# F34 T12 vs F40 T12 bulbs



## Ultrarunner2017 (Oct 1, 2008)

Hi;
I recently bought two new 4' tubes of the T12 variety from Home Depot.
The new tubes are F34 rather than F40, but that is all they had, so I figured as long as it's not higher than the fixture's rating (they are rated for 40 watt), everything will work just fine.

But, when I installed the two new bulbs into the fixture, they just sat there and glowed on the ends. I quickly shut it off and removed the bulbs.
Then I started going around to other fixtures and trying the new bulbs.
I found that one fixture works fine with the 34 watt bulbs, but the two "Diamond Plate" work lights which have electronic ballasts will not work with these bulbs.

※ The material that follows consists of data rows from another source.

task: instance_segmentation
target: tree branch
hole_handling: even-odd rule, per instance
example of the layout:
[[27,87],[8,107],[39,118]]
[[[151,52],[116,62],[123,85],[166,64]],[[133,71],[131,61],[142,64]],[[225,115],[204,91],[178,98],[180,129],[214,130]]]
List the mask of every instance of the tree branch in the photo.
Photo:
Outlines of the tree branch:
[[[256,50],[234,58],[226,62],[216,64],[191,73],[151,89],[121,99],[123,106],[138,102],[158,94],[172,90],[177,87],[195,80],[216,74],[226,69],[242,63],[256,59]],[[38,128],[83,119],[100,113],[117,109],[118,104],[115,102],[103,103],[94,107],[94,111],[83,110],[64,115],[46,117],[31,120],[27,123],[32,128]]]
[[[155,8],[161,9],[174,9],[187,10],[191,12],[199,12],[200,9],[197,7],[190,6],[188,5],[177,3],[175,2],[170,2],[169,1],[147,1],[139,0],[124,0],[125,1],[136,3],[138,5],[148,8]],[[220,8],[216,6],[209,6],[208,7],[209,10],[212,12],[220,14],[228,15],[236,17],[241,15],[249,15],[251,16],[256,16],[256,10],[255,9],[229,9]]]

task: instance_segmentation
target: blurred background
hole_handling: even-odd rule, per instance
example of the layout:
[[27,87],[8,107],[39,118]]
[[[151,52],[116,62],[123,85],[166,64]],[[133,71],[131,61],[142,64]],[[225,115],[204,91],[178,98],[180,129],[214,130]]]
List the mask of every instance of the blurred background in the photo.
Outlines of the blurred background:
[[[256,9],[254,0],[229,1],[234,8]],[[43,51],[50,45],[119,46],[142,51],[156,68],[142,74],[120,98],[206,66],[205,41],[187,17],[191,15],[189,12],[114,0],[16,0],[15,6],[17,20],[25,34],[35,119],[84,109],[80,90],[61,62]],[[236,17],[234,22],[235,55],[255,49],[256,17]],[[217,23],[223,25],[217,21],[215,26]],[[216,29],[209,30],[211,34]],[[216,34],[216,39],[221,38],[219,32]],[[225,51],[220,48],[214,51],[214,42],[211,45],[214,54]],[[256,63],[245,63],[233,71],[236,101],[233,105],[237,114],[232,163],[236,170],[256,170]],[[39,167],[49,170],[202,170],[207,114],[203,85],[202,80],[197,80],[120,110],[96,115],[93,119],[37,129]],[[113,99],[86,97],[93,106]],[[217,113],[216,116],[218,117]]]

So I don't know what to do. I don't have any more 40W bulbs to swap out, and I don't think I am going to be able to buy them easily anymore, since it appears that the 34 watt has replaced the 40 watt.
Should I ditch the Diamond Plate lights and get something else?

Note: I also notice that one of the Diamond Plate fixtures acts really strange. If I remove just one bulb, the other goes out too. But in the other Diamond Plate (same model) fixture, removing one bulb leaves the other lit.
I did not modify the wiring of the fixtures, so they should both be the same.

Honestly, i would like to replace the fluorescents with LED's, but they are way too expensive right now.

Thanks for your help.

FW


----------



## Missouri Bound (Apr 9, 2011)

Read the ballast. Matching the correct lamps with ballasts is necessary for proper performance and life of lamp and ballast. Are you sure you installed the bulbs properly? I know that question may seem like an insult, but the bi-pin bulbs need to be seated properly to work correctly. Also t-8 and t-12 bulbs are not interchangeable.


----------



## kbsparky (Sep 11, 2008)

Lowe's has 40 watt T-12 fluorescents.

About $15 for a 10-pak.

They are much brighter (3000 lumens) than those 34 watt pieces of junk (2650 lumens).


----------



## Ultrarunner2017 (Oct 1, 2008)

kbsparky said:


> Lowe's has 40 watt T-12 fluorescents.
> 
> About $15 for a 10-pak.
> 
> They are much brighter (3000 lumens) than those 34 watt pieces of junk (2650 lumens).


Thanks KB;
They just opened a Lowes near me. I'll run over there today or tomorrow.
As for the two 34W I bought, I guess I'll keep them in the fixture they work in, until they start to wear out, then go back to the 40W.

FW


----------



## AllanJ (Nov 24, 2007)

In fluorescent (also mercury and sodum and metal-halide) fixtures too high a wattage lamp can damage the ballast; too low a wattage lamp can burn out quickly.

Except for series circuits (pretty much limited to Christmas lights) for incandescent lamps (incl. tungsten-halogen and tungsten-xenon) you can freely substitute a lower wattage lamp.


----------



## kbsparky (Sep 11, 2008)

AllanJ said:


> In fluorescent (also mercury and sodum and metal-halide) fixtures too high a wattage lamp can damage the ballast; too low a wattage lamp can burn out quickly....


The OP did state that the fixtures in question were rated for 40 watt bulbs.

KE2KB, if you are still reading this thread, be advised that those 34 watt lamps do not work well in cold ambient temperatures. They definitely will not get very bright at all.


----------



## Ultrarunner2017 (Oct 1, 2008)

kbsparky said:


> The OP did state that the fixtures in question were rated for 40 watt bulbs.
> 
> KE2KB, if you are still reading this thread, be advised that those 34 watt lamps do not work well in cold ambient temperatures. They definitely will not get very bright at all.


Ah ha!
I have been having problems even with the 40W bulbs in the electronic ballast "Diamond Plate" shop fixtures. They don't work very well at all when the basement is cold.
So, if that's happening with the 40W bulbs, I think I should be shopping for better fixtures.
Perhaps LED, but that might not fit my budget at the moment.

Still, I will pick up a pack of the 40W tubes.

Thanks

FW


----------



## Missouri Bound (Apr 9, 2011)

If you want better flourescents...go to T8 technology. Better lamps available, brighter and the electronic ballasts are inherently cold weather compatable.


----------



## ddawg16 (Aug 15, 2011)

Missouri Bound said:


> If you want better flourescents...go to T8 technology. Better lamps available, brighter and the electronic ballasts are inherently cold weather compatable.


Without a doubt.....

I also like the T5 bulbs.....


----------